Hello everyone, stop and set awhile.

Pokerface

It's an interesting read. It has as a motif the idea of the pokerface: the one we use in card games, and the one we use on the job. Cops seem to be masters of the pokerface.

Antonia Dwells

The horrors these children

The horrors these children endure are terrible. I can't tell you how many times I've already read/written about children who have suffered at the hands of their parents, whether due to substance abuse, transience, physical/sexual/emotional abuse on the child, or any number of other things that could have been prevented in so many ways. This just reminds me of the article recently written, "License to Parent", because these parents should never have been allowed to have children. And most, once they have children, aren't allowed to parent them. The problem comes when foster parents are nearly as bad as those the children were borne from. I am fortunate enough to be in the position where I make a small difference, yet don't become emotionally involved in these situations. That isn't to say what happens to these kids doesn't touch me on some level, it's just important for me to distance myself from the situations in order to get my job done effectively and stay sane at the same time. I'm not a social worker for a reason. The point I think you're trying to bring up, though, is the ineffectivity of such places as DYFS. Again, I'm fortunate enough that I don't work directly for DYFS, but am contracted out to them, which is why I get paid on time. But DYFS, at least the office I work in, is an incredibly lazy, uncaring, unmotivated organization that takes months to complete paperwork that should have been done in a day, and this has a tremendously negative impact on the lives of these children and those trying to give them stable homes. That being said, it's a major generalization, and I think there is a place for an organization such as DYFS in this country. Its presence is a necessity, although its corruption and human failings are an unfortunate consequence of its presence in certain locations. From my tiny angle, I see more good than harm being done, but that may just be because I want to see it that way.
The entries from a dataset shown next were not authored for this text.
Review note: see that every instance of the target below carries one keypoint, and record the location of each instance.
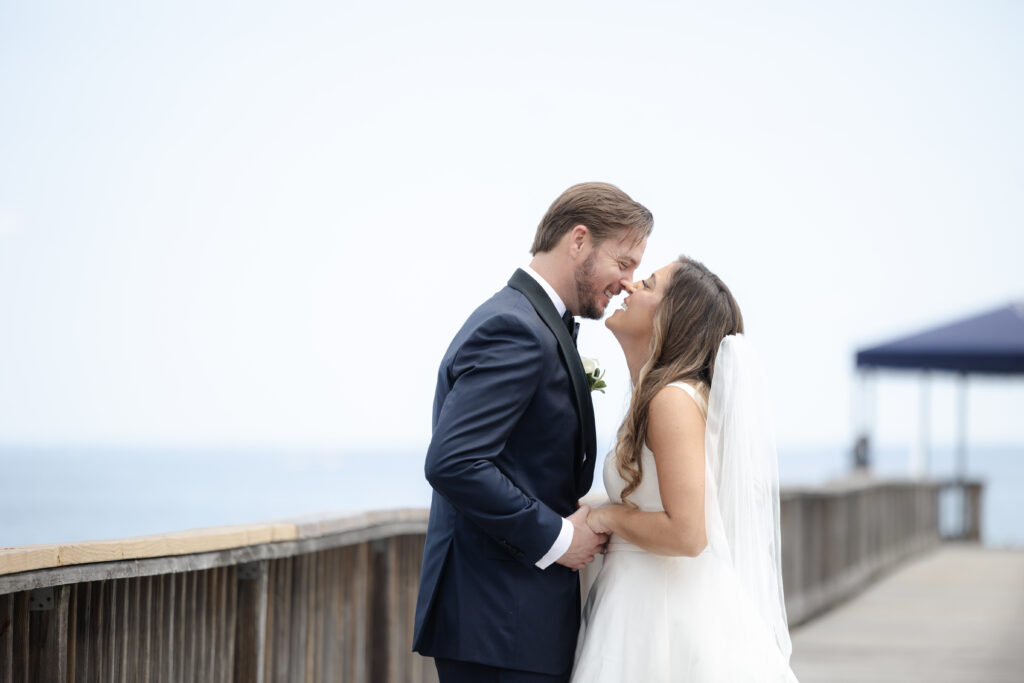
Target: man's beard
(585, 291)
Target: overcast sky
(261, 223)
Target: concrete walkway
(952, 615)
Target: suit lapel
(542, 303)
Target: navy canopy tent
(990, 343)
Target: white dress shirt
(564, 539)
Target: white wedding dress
(650, 617)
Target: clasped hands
(590, 537)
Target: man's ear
(580, 240)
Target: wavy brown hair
(695, 313)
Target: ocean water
(57, 495)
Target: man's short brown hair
(604, 209)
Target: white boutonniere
(594, 374)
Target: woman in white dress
(690, 588)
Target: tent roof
(991, 342)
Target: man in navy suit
(513, 451)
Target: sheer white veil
(741, 484)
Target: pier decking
(952, 615)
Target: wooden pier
(954, 615)
(327, 599)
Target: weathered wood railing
(317, 600)
(333, 599)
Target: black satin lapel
(529, 288)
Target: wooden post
(48, 634)
(6, 638)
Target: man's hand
(585, 544)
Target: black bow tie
(570, 325)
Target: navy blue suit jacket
(512, 452)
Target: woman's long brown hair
(695, 313)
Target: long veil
(741, 483)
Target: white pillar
(920, 456)
(962, 427)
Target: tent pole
(962, 429)
(966, 521)
(921, 464)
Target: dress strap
(695, 395)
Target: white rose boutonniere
(594, 374)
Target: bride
(691, 586)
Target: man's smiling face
(604, 272)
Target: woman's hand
(597, 520)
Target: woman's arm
(676, 435)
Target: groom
(512, 452)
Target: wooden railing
(333, 599)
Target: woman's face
(635, 317)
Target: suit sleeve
(495, 376)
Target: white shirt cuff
(561, 544)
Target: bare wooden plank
(97, 631)
(83, 636)
(135, 670)
(202, 622)
(48, 638)
(227, 607)
(123, 623)
(189, 668)
(98, 570)
(167, 627)
(155, 627)
(213, 619)
(29, 558)
(20, 633)
(310, 599)
(279, 650)
(180, 641)
(114, 634)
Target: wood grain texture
(6, 638)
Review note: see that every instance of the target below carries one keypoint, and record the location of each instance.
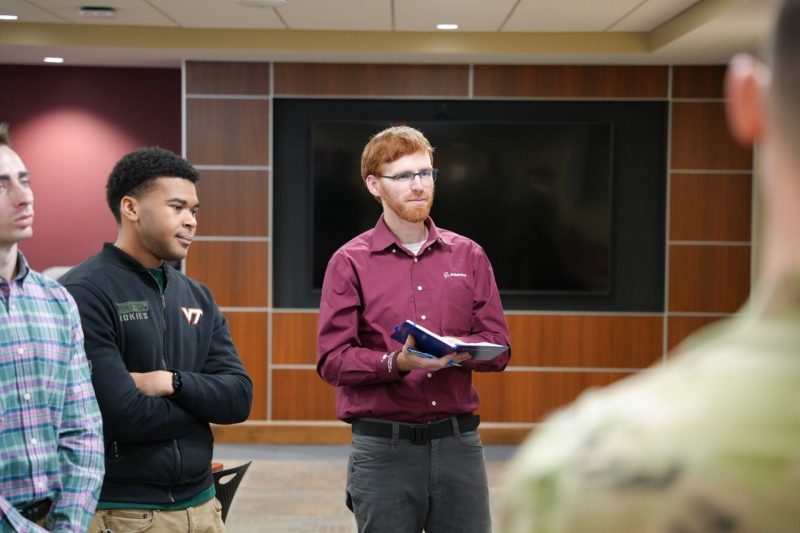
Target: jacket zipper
(176, 449)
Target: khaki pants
(204, 518)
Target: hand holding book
(438, 346)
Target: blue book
(431, 343)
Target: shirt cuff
(388, 365)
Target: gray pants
(441, 487)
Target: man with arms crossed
(51, 448)
(711, 441)
(416, 461)
(164, 365)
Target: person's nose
(190, 221)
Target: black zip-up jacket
(158, 449)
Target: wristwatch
(177, 382)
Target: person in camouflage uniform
(710, 441)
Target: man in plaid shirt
(51, 447)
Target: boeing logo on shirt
(128, 311)
(192, 315)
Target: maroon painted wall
(70, 125)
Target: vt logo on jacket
(133, 311)
(192, 315)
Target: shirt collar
(383, 238)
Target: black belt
(417, 433)
(35, 511)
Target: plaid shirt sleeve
(80, 443)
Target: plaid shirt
(51, 443)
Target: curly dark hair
(134, 173)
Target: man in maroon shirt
(416, 461)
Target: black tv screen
(541, 189)
(566, 197)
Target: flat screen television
(567, 198)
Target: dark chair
(226, 482)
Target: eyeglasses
(425, 175)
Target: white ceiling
(164, 32)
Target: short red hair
(390, 145)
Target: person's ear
(746, 83)
(372, 186)
(129, 208)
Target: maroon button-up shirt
(373, 284)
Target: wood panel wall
(556, 356)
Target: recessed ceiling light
(263, 3)
(103, 12)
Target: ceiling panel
(568, 15)
(741, 29)
(359, 15)
(652, 14)
(470, 15)
(128, 12)
(218, 14)
(27, 12)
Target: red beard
(416, 212)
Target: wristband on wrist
(177, 382)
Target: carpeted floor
(300, 489)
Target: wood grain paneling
(236, 272)
(227, 77)
(255, 432)
(570, 81)
(701, 140)
(370, 79)
(301, 395)
(294, 338)
(710, 207)
(249, 333)
(681, 327)
(227, 132)
(233, 203)
(528, 396)
(708, 278)
(585, 340)
(698, 81)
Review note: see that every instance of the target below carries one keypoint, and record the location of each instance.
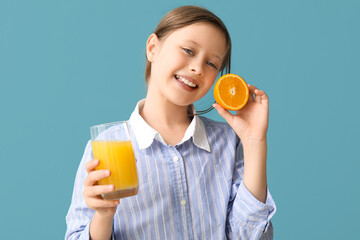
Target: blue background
(68, 65)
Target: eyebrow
(192, 41)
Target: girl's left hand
(250, 122)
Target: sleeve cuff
(252, 213)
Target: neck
(167, 118)
(159, 112)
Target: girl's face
(184, 64)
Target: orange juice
(118, 157)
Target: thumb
(224, 113)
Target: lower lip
(184, 86)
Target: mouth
(187, 82)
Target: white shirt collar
(145, 134)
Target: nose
(196, 67)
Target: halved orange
(231, 92)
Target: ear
(151, 46)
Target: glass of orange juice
(111, 145)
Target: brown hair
(185, 16)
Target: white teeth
(187, 82)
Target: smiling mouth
(186, 82)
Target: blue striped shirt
(192, 190)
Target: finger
(90, 166)
(100, 203)
(95, 176)
(224, 113)
(98, 190)
(261, 96)
(257, 96)
(251, 92)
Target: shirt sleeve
(247, 217)
(79, 215)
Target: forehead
(204, 35)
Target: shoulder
(212, 123)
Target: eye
(211, 65)
(188, 51)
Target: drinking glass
(111, 145)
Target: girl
(197, 179)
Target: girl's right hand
(92, 192)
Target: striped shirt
(192, 190)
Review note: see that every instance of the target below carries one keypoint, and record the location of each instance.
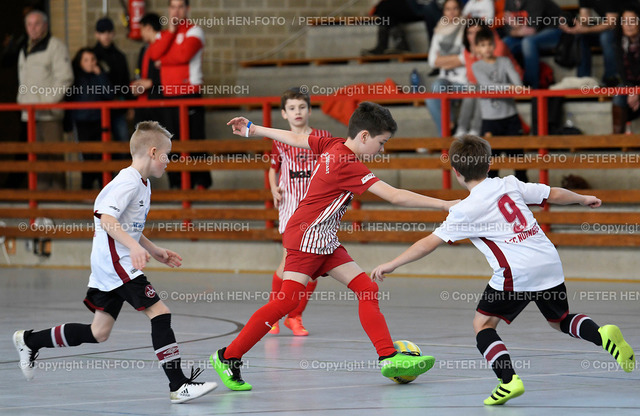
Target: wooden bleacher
(556, 217)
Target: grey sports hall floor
(331, 372)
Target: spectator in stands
(13, 43)
(484, 9)
(44, 73)
(178, 51)
(446, 53)
(601, 31)
(627, 107)
(397, 12)
(533, 27)
(499, 115)
(115, 66)
(146, 85)
(473, 26)
(91, 84)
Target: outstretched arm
(243, 127)
(406, 198)
(563, 196)
(417, 251)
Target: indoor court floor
(331, 372)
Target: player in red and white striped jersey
(295, 166)
(312, 245)
(526, 265)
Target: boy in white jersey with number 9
(526, 265)
(120, 251)
(312, 245)
(295, 165)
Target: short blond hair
(148, 134)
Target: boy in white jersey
(526, 265)
(295, 166)
(118, 255)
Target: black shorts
(137, 292)
(507, 305)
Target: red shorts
(315, 265)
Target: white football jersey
(497, 220)
(127, 198)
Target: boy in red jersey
(295, 166)
(312, 245)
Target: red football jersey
(337, 176)
(296, 166)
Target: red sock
(276, 284)
(371, 318)
(262, 319)
(311, 286)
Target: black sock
(65, 335)
(166, 349)
(581, 326)
(495, 352)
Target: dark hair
(294, 94)
(472, 22)
(153, 20)
(75, 64)
(471, 156)
(485, 34)
(371, 117)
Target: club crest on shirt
(149, 291)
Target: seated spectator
(116, 68)
(43, 62)
(499, 115)
(601, 31)
(446, 53)
(398, 12)
(533, 27)
(627, 107)
(484, 9)
(91, 84)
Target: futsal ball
(408, 348)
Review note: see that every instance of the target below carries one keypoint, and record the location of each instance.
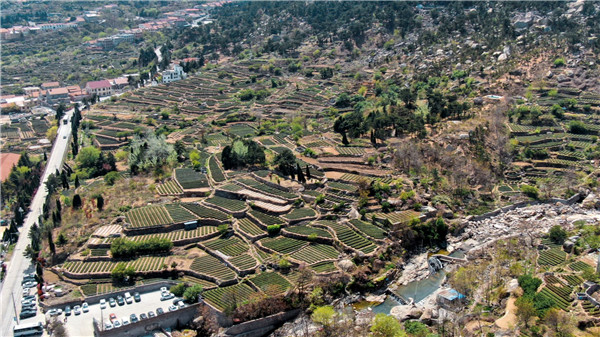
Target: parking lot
(81, 325)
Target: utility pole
(12, 295)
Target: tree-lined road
(19, 264)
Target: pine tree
(300, 174)
(77, 201)
(100, 202)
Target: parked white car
(128, 298)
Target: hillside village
(380, 183)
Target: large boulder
(591, 201)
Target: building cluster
(19, 32)
(52, 94)
(111, 42)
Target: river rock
(513, 285)
(406, 312)
(427, 317)
(591, 201)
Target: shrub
(178, 289)
(530, 191)
(192, 293)
(122, 247)
(577, 127)
(284, 263)
(223, 228)
(273, 229)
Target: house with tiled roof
(100, 88)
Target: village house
(100, 88)
(174, 73)
(50, 85)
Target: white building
(175, 73)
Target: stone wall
(259, 327)
(171, 319)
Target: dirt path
(509, 319)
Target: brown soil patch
(510, 318)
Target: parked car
(29, 284)
(166, 296)
(26, 302)
(28, 297)
(27, 313)
(54, 312)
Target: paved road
(19, 264)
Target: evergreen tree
(300, 174)
(100, 202)
(77, 201)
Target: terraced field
(247, 226)
(324, 267)
(368, 229)
(270, 281)
(300, 213)
(229, 204)
(211, 266)
(350, 238)
(190, 179)
(142, 264)
(148, 216)
(244, 261)
(205, 212)
(283, 245)
(215, 170)
(179, 214)
(315, 253)
(551, 257)
(308, 230)
(231, 246)
(178, 235)
(224, 297)
(169, 188)
(266, 218)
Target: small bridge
(446, 258)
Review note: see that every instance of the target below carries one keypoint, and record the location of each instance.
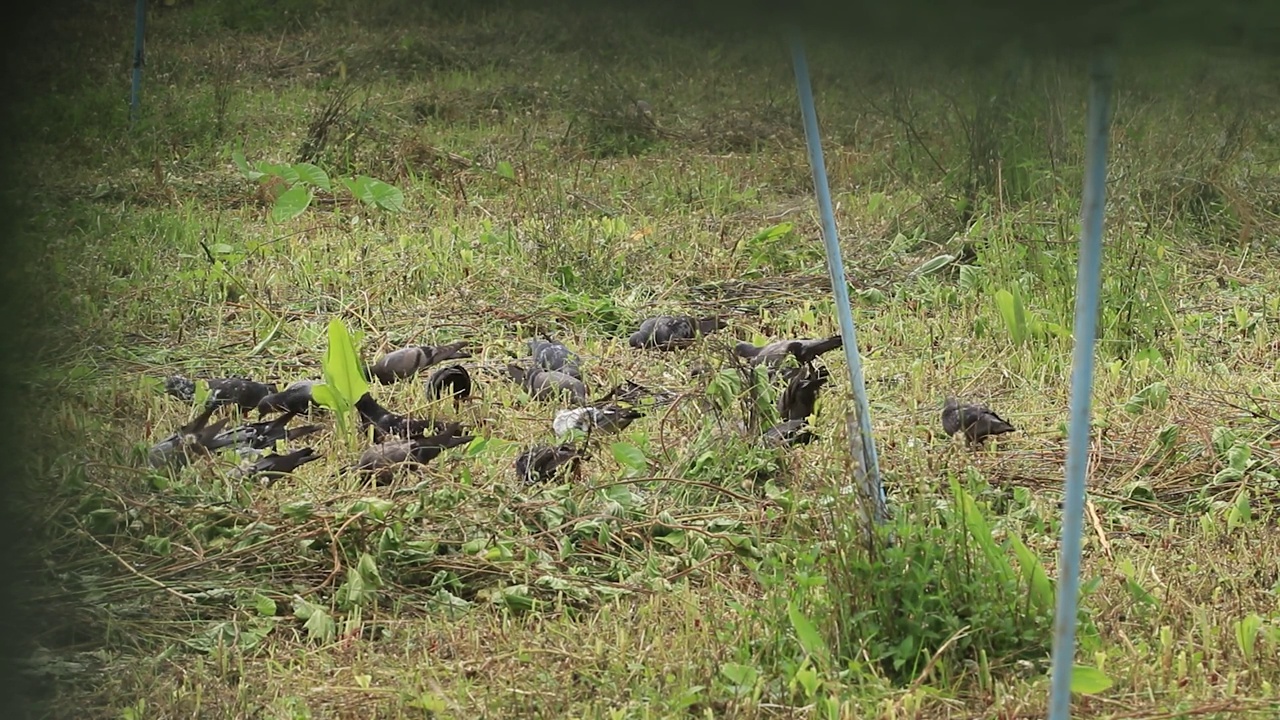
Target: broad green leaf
(291, 204)
(264, 605)
(810, 639)
(387, 196)
(1033, 573)
(935, 264)
(1010, 306)
(1088, 680)
(286, 172)
(981, 532)
(238, 158)
(312, 174)
(630, 456)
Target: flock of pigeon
(551, 372)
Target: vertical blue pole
(138, 35)
(1087, 282)
(871, 479)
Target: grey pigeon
(452, 381)
(408, 361)
(789, 432)
(274, 465)
(263, 434)
(543, 463)
(192, 438)
(293, 399)
(672, 332)
(773, 354)
(551, 355)
(977, 422)
(543, 384)
(242, 392)
(798, 400)
(380, 460)
(609, 418)
(387, 423)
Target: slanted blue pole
(1087, 282)
(138, 35)
(873, 491)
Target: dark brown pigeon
(543, 463)
(193, 438)
(543, 384)
(273, 466)
(672, 332)
(263, 434)
(552, 355)
(380, 460)
(789, 432)
(408, 361)
(387, 423)
(798, 400)
(452, 381)
(242, 392)
(773, 354)
(977, 422)
(293, 399)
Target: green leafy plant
(301, 181)
(343, 378)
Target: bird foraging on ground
(609, 418)
(789, 433)
(452, 381)
(380, 460)
(293, 399)
(408, 361)
(242, 392)
(274, 466)
(191, 438)
(773, 354)
(552, 355)
(977, 422)
(543, 384)
(672, 332)
(801, 392)
(543, 463)
(387, 423)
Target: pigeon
(543, 384)
(609, 419)
(408, 361)
(274, 465)
(798, 400)
(176, 450)
(977, 422)
(789, 432)
(775, 352)
(387, 423)
(382, 459)
(551, 355)
(452, 381)
(263, 434)
(543, 463)
(667, 332)
(293, 399)
(242, 392)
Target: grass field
(689, 572)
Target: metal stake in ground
(869, 482)
(1087, 281)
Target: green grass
(689, 573)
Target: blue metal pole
(871, 479)
(1087, 283)
(138, 35)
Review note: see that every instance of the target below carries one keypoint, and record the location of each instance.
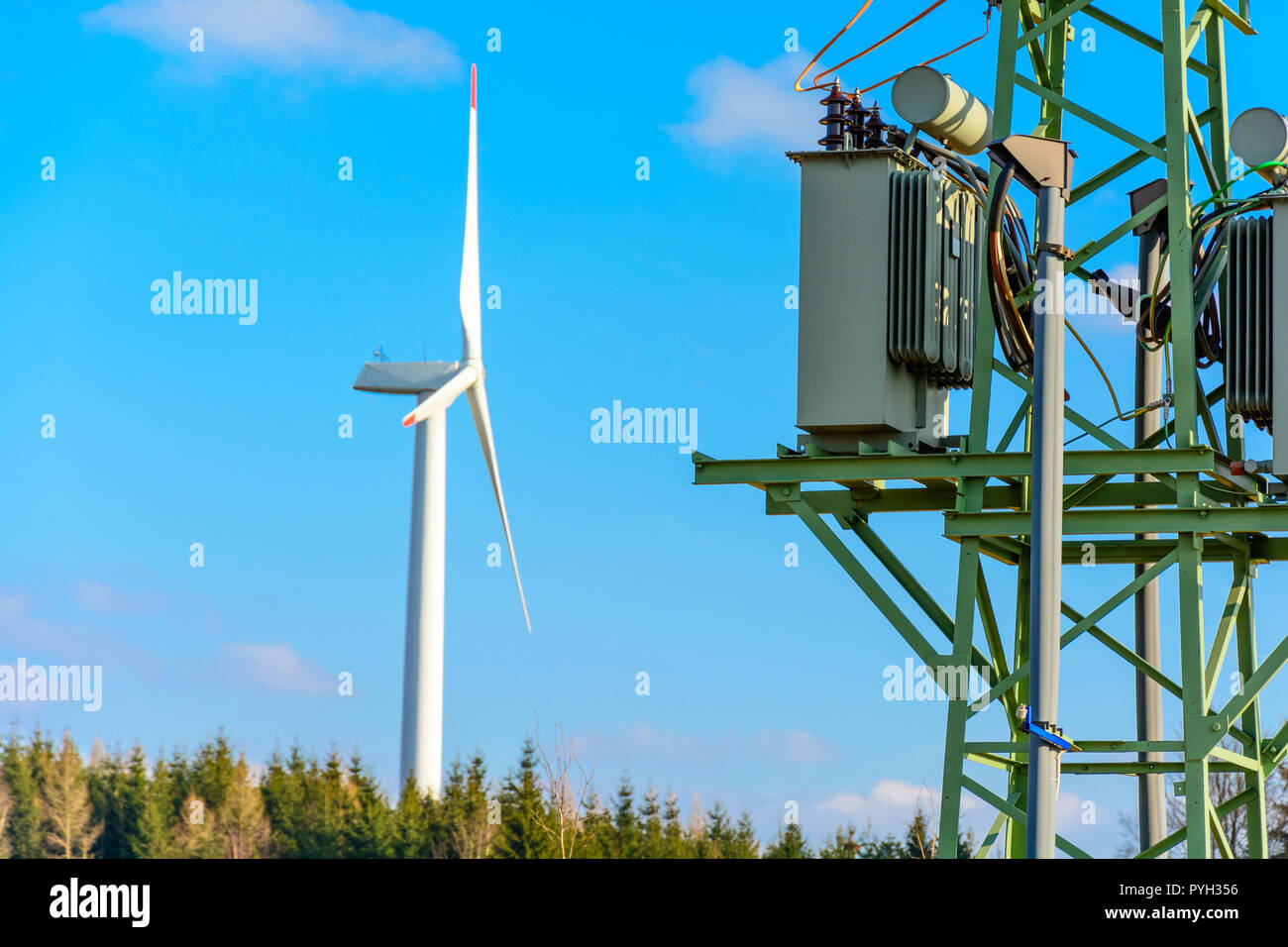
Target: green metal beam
(1124, 521)
(893, 467)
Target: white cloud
(101, 598)
(284, 37)
(777, 746)
(741, 107)
(794, 746)
(889, 799)
(273, 668)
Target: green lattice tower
(1194, 496)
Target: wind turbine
(437, 385)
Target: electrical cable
(936, 4)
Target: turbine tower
(437, 385)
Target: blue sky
(765, 681)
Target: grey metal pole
(423, 657)
(1149, 694)
(1047, 522)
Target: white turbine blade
(471, 303)
(483, 423)
(445, 395)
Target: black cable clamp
(1061, 252)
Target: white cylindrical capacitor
(934, 103)
(1260, 136)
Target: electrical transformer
(889, 282)
(1256, 318)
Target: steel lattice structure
(1202, 509)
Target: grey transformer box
(889, 282)
(1256, 324)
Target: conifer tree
(5, 805)
(213, 771)
(69, 817)
(196, 835)
(743, 843)
(369, 825)
(677, 841)
(156, 835)
(790, 843)
(24, 822)
(412, 822)
(626, 836)
(652, 841)
(522, 804)
(329, 804)
(716, 840)
(241, 818)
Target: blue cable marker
(1046, 736)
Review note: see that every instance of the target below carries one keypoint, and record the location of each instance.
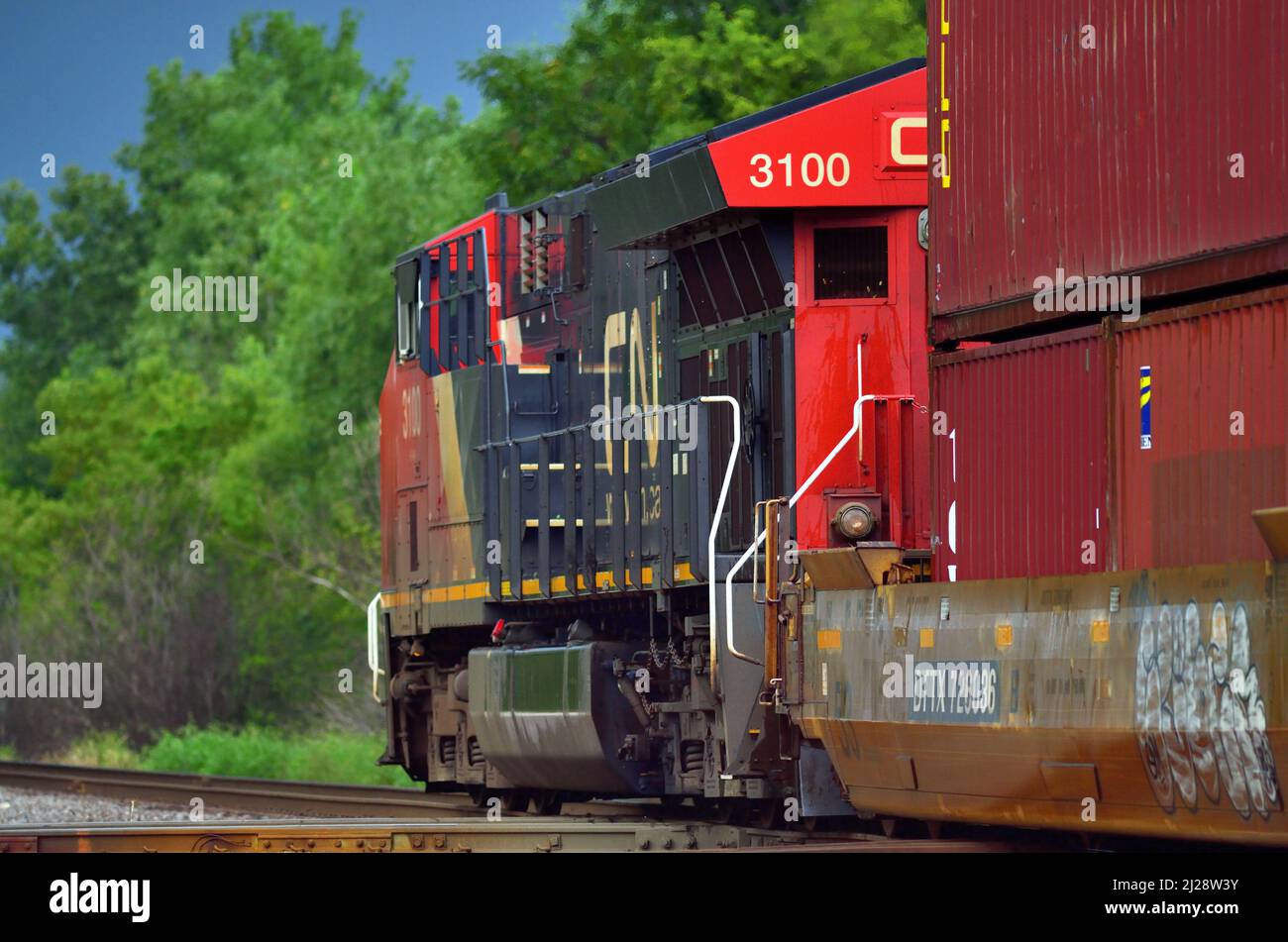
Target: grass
(252, 752)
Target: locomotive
(668, 511)
(590, 403)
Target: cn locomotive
(660, 514)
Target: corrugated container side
(1020, 459)
(1163, 143)
(1218, 425)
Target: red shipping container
(1054, 446)
(1019, 450)
(1210, 446)
(1102, 138)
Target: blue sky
(73, 71)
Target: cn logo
(901, 143)
(900, 155)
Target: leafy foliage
(174, 427)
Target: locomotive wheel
(548, 802)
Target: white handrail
(760, 537)
(715, 519)
(374, 648)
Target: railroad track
(398, 835)
(365, 818)
(268, 795)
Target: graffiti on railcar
(1201, 719)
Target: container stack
(1109, 283)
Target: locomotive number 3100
(812, 170)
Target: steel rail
(262, 795)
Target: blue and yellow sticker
(1146, 437)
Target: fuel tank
(566, 718)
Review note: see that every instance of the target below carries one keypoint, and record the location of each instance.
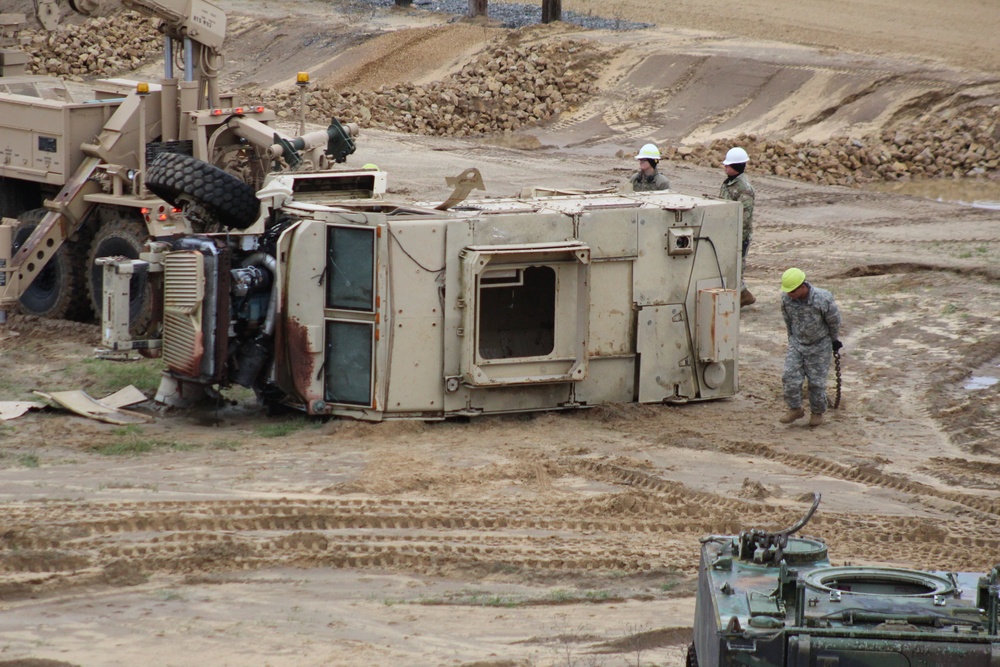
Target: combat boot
(792, 415)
Housing Authority and all that Jazz

As the child of a parent who works for the New York City Department of Homeless Services, I encounter many stories from this parent about the hardships that the children whose parents are processed through the shelter system, face. ACS that serves to protect the children whose parents abuse them while in the shelter, have thousands of cases that end up where the child(ren) are put into foster care. How are any of these systems appropriate for our youth? Sure the New York City Department of Homeless Services purpose is to supply temporary housing for shelter clients until they can get back on their feet. But what about the children brought into this mess? What about the children brought into the mess by parents who physically and verbally abuse them because their stressed and cannot deal with it.